简体   繁体   English

MongoDB聚合比较:group(),$ group和MapReduce

[英]MongoDB aggregation comparison: group(), $group and MapReduce

I am somewhat confused about when to use group(), aggregate with $group or mapreduce. 关于何时使用group(),与$ group或mapreduce聚合,我有点困惑。 I read the documentation at http://www.mongodb.org/display/DOCS/Aggregation for group(), http://docs.mongodb.org/manual/reference/aggregation/group/#_S_group for $group.. Is sharding the only situation where group() won't work? 我在http://www.mongodb.org/display/DOCS/Aggregation上阅读了针对group()的文档, http: //docs.mongodb.org/manual/reference/aggregation/group/#_S_group for $ group ..分片是否group()不起作用的唯一情况? Also, I get this feeling that $group is more powerful than group() because it can be used in conjunction with other pipeline operators from aggregation framework.. How does $group compare with mapreduce? 另外,我觉得$ group比group()更强大,因为它可以与聚合框架中的其他管道运算符一起使用。$ group如何与mapreduce进行比较? I read somewhere that it doesn't generate any temporary collection whereas mapreduce does. 我在某处读到它不生成任何临时集合,而mapreduce则生成。 Is that so? 是这样吗?
Can someone present an illustration or guide me to a link where these three concepts are explained together, taking the same sample data, so I can compare them easily? 有人可以提供插图或指导我一起解释这三个概念的链接,采用相同的样本数据,以便我可以轻松地比较它们吗?

EDIT: 编辑:
Also, it would be great if you can point out anything new specifically in these commands since the new 2.2 release came out.. 此外,如果您可以在新的2.2版本发布后指出这些命令中的任何新内容,那就太棒了。
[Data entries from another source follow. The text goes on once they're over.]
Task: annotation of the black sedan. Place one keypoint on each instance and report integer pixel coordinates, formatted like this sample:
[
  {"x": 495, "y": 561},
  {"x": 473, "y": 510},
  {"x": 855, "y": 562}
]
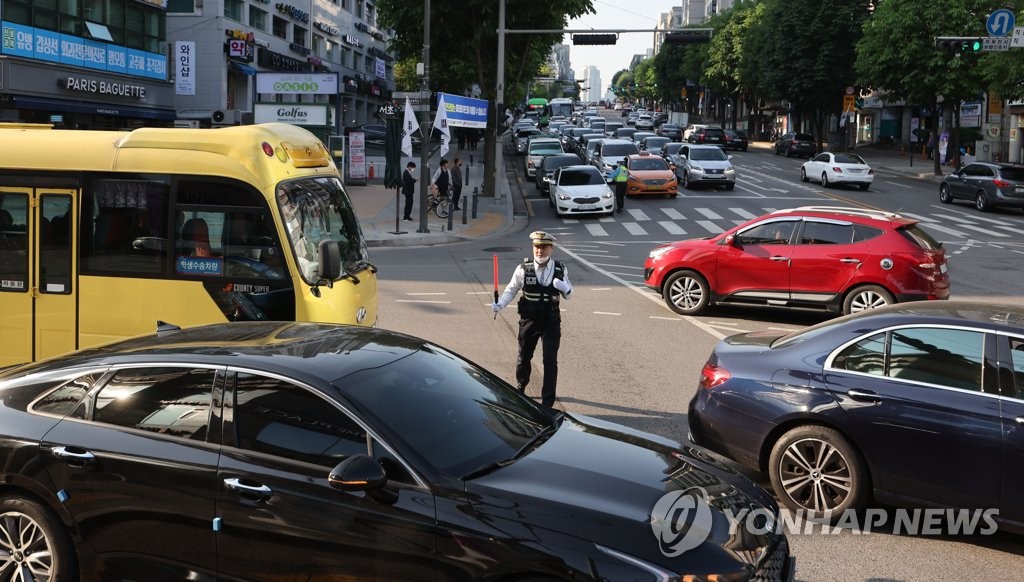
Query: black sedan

It is somewhat confusing since the names are similar, but the group() command is a different feature and implementation from the $group pipeline operator in the Aggregation Framework. 这有点令人困惑,因为名称相似,但group()命令是聚合框架中$group管道运算符的不同特性和实现。

The group() command, Aggregation Framework, and MapReduce are collectively aggregation features of MongoDB. group()命令,Aggregation Framework和MapReduce是MongoDB的统一聚合功能 There is some overlap in features, but I'll attempt to explain the differences and limitations of each as at MongoDB 2.2.0. 功能有一些重叠,但我将尝试解释MongoDB 2.2.0中每个功能的差异和局限性。
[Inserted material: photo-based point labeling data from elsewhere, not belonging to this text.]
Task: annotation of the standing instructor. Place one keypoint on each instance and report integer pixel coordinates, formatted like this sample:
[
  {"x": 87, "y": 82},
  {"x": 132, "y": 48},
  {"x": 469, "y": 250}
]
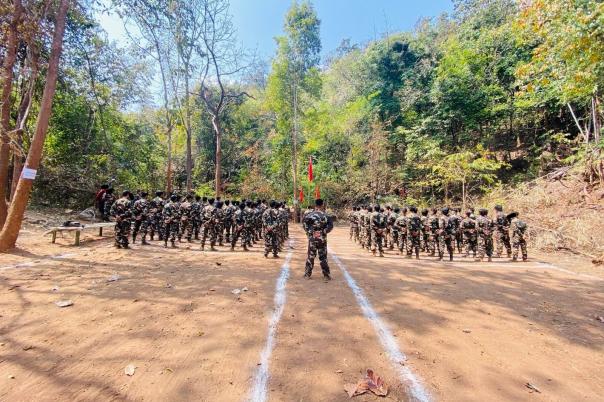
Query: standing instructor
[{"x": 317, "y": 224}]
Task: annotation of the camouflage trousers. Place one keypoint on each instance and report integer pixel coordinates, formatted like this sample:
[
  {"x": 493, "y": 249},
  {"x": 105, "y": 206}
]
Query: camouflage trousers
[
  {"x": 270, "y": 242},
  {"x": 140, "y": 225},
  {"x": 208, "y": 231},
  {"x": 446, "y": 242},
  {"x": 502, "y": 238},
  {"x": 519, "y": 243},
  {"x": 402, "y": 242},
  {"x": 316, "y": 247},
  {"x": 240, "y": 232},
  {"x": 122, "y": 232},
  {"x": 377, "y": 241},
  {"x": 170, "y": 230},
  {"x": 413, "y": 244},
  {"x": 394, "y": 235},
  {"x": 186, "y": 227},
  {"x": 470, "y": 243},
  {"x": 156, "y": 226},
  {"x": 485, "y": 245}
]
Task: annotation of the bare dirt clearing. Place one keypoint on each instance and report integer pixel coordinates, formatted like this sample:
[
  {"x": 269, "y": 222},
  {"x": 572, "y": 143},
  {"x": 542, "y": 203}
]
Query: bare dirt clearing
[{"x": 470, "y": 331}]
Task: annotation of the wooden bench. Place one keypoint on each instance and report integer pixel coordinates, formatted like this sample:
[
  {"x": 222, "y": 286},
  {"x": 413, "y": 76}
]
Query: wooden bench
[{"x": 78, "y": 230}]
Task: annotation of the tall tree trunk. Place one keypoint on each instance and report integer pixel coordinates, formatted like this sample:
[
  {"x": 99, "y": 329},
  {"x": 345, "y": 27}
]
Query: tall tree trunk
[
  {"x": 218, "y": 174},
  {"x": 7, "y": 85},
  {"x": 10, "y": 231},
  {"x": 189, "y": 165}
]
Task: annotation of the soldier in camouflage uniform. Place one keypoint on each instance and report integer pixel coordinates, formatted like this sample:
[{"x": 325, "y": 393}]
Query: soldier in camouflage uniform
[
  {"x": 239, "y": 227},
  {"x": 446, "y": 234},
  {"x": 155, "y": 211},
  {"x": 219, "y": 225},
  {"x": 207, "y": 219},
  {"x": 317, "y": 225},
  {"x": 186, "y": 221},
  {"x": 414, "y": 233},
  {"x": 140, "y": 210},
  {"x": 425, "y": 231},
  {"x": 433, "y": 242},
  {"x": 120, "y": 210},
  {"x": 108, "y": 200},
  {"x": 392, "y": 231},
  {"x": 485, "y": 235},
  {"x": 171, "y": 218},
  {"x": 469, "y": 230},
  {"x": 270, "y": 226},
  {"x": 519, "y": 229},
  {"x": 379, "y": 224},
  {"x": 400, "y": 228},
  {"x": 353, "y": 223},
  {"x": 458, "y": 238},
  {"x": 502, "y": 232},
  {"x": 229, "y": 209},
  {"x": 196, "y": 216}
]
Note: inline result sets mentioned below refer to queries that are processed in memory with results returned at the end of the function call. 注意:下面提到的内联结果集指的是在内存中处理的查询,并在函数调用结束时返回结果。 Alternative output options (currently only available with MapReduce) could include saving results to a new or existing collection. 替代输出选项(目前仅适用于MapReduce)可以包括将结果保存到新的或现有的集合。

group() Command group()命令

  • Simple syntax and functionality for grouping .. analogous to GROUP BY in SQL. 用于分组的简单语法和功能..类似于SQL中的GROUP BY

  • Returns result set inline (as an array of grouped items). 返回结果集内联(作为分组项的数组)。
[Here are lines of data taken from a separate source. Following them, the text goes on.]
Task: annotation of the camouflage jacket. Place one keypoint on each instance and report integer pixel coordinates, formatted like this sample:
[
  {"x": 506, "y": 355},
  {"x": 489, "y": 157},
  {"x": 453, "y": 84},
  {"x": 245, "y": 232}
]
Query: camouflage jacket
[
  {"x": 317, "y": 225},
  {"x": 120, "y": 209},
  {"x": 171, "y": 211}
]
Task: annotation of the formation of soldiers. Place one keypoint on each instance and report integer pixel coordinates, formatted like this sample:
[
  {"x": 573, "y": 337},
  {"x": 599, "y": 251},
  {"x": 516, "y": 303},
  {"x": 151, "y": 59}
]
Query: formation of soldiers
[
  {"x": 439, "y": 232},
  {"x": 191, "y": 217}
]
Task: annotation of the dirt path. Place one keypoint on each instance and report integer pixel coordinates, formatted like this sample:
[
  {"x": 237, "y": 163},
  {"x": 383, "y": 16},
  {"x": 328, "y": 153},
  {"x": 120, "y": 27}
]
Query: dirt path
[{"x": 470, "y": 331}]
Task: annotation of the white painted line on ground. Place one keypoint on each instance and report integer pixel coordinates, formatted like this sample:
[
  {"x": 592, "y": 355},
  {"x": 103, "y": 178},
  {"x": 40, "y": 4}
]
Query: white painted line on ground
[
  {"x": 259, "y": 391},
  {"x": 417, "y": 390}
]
  • Implemented using the JavaScript engine; 使用JavaScript引擎实现; custom reduce() functions can be written in JavaScript. 自定义reduce()函数可以用JavaScript编写。

  • Current Limitations 目前的限制

    • Will not group into a result set with more than 20,000 keys. 不会分组到超过20,000个键的结果集。

    • Results must fit within the limitations of a BSON document (currently 16MB). 结果必须符合BSON文件的限制(目前为16MB)。

    • Takes a read lock and does not allow any other threads to execute JavaScript while it is running. 采用读锁定,并且在运行时不允许任何其他线程执行JavaScript。

    • Does not work with sharded collections. 不适用于分片集合。

  • See also: group() command examples . 另请参见: group()命令示例

MapReduce MapReduce的

  • Implements the MapReduce model for processing large data sets. 实现MapReduce模型以处理大型数据集。

  • Can choose from one of several output options (inline, new collection, merge, replace, reduce) 可以从多个输出选项中选择一个(内联,新集合,合并,替换,减少)

  • MapReduce functions are written in JavaScript. MapReduce函数是用JavaScript编写的。

  • Supports non-sharded and sharded input collections. 支持非分片和分片输入集合。

  • Can be used for incremental aggregation over large collections. 可用于大型集合的增量聚合。

  • MongoDB 2.2 implements much better support for sharded map reduce output . MongoDB 2.2实现了对分片地图缩减输出的更好支持。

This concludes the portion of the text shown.